Al señor Wright y a mi mamá, los sepultaron uno junto al otro en el cementerio central de Nueva York un viernes a las tres de la tarde. Yo llevé un discreto vestido negro sin mangas, ése que nunca había usado más que la vez que fui el cuervo en una obra del colegio, y sí, aún me quedaba.
El cielo nubló cualquier buen ánimo y, como en todo entierro de ricos sin familia ni amigos sinceros, el único que habló fue el padre.
Noa estaba a mi lado. Estaba tan inmóvil y mirando la urna con tanta fijeza, que casi parecía una estatua encarnada. La corbata ajustada y el traje perfectamente encajado en su cuerpo, le daban un aura de seriedad aún mayor que la normal. Y eso, en lo que Noa pudiese convertirse una vez pasara todo esto, me daba miedo. Ahora estaba sola, estaba sola con él. Y no sabría decir si eso era brutalmente bueno, o demasiado malo.
Una vez que acabó la ceremonia y todo el grupo de hipócritas empezó a dispersarse, volteé a mirar al coche familiar donde Joe nos esperaba de pie junto a la puerta, con las manos una sobre la otra frente a sí, y su cabello gris agitado suavemente por el viento.
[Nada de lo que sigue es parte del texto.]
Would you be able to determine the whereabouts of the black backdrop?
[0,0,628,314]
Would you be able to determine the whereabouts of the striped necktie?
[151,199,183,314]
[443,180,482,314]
Esa imagen, de volver a casa, volver sin mi madre y con una enorme incertidumbre respecto al futuro, me llenó de pánico.
Cuando volví la cabeza a Noa, éste se encontraba bajo un árbol próximo a mí, en la misma postura de hace un rato pero esta vez con la mirada en el suelo, hablando (o escuchando, porque él permanecía en silencio) con un par de tipos totalmente desconocidos. Noa sólo asentía con la cabeza de vez en cuando, y, me perdone Dios, uno de los tipos le hablaba casi al oído con tanta confidencialidad que me hacía recordar al diablillo en el hombro izquierdo de las caricaturas. Por ello, me quedé mirándolo sin nada de discreción: un sujeto de traje y sin corbata, el saco desabotonado exhibiendo el blanco de la camisa; el cabello castaño claro y una rigidez en la mirada de esas que a veces se convierten en picardías de pura maldad. Así hablaba con Noa.
Hasta que sus ojos se posaron en mí.
No dejó de hablar, pero me miraba. Y sus labios se curvaron en una sutil sonrisa; una mirada pecadora que no acabé de comprender y que se rompió cuando Noa por fin levantó la cabeza y la giró en mi dirección con esa cara de puño por el sol. Con una enorme presión en el estómago, inmediatamente me di vuelta tomando camino. Pero alguien más me lo impidió.
Cuando levanté la mirada (porque casualmente era más alta que yo por sólo un poco), descubrí los ojos de lobo de Georgina y su aire de Megan Fox pero esta vez con el papelito de comprensiva.
─Mae, lo siento tanto ─exclamó en un susurro demasiado encarecido como para mostrarse sincero.
─No ha sido tu culpa, no tienes por qué sentirlo ─musité desviando la cara.
─No ha sido culpa de nadie, Mae. Los medios están inundados de la noticia, es difícil que alguien en todo Nueva York no lo sepa. Y sentí que debía venir a apoyar a Noa, ya sabes.
Volví la mirada con brusquedad. ¿Qué dijo?
─Pues ─exhalé fingiendo una sonrisa─, gracias. No sabía que fueran tan cercanos.
─Sí, bueno, desde la secundaria... Pero, tal vez eras algo pequeña para darte cuenta de que otros niños estábamos creciendo con más rapidez, ¿no?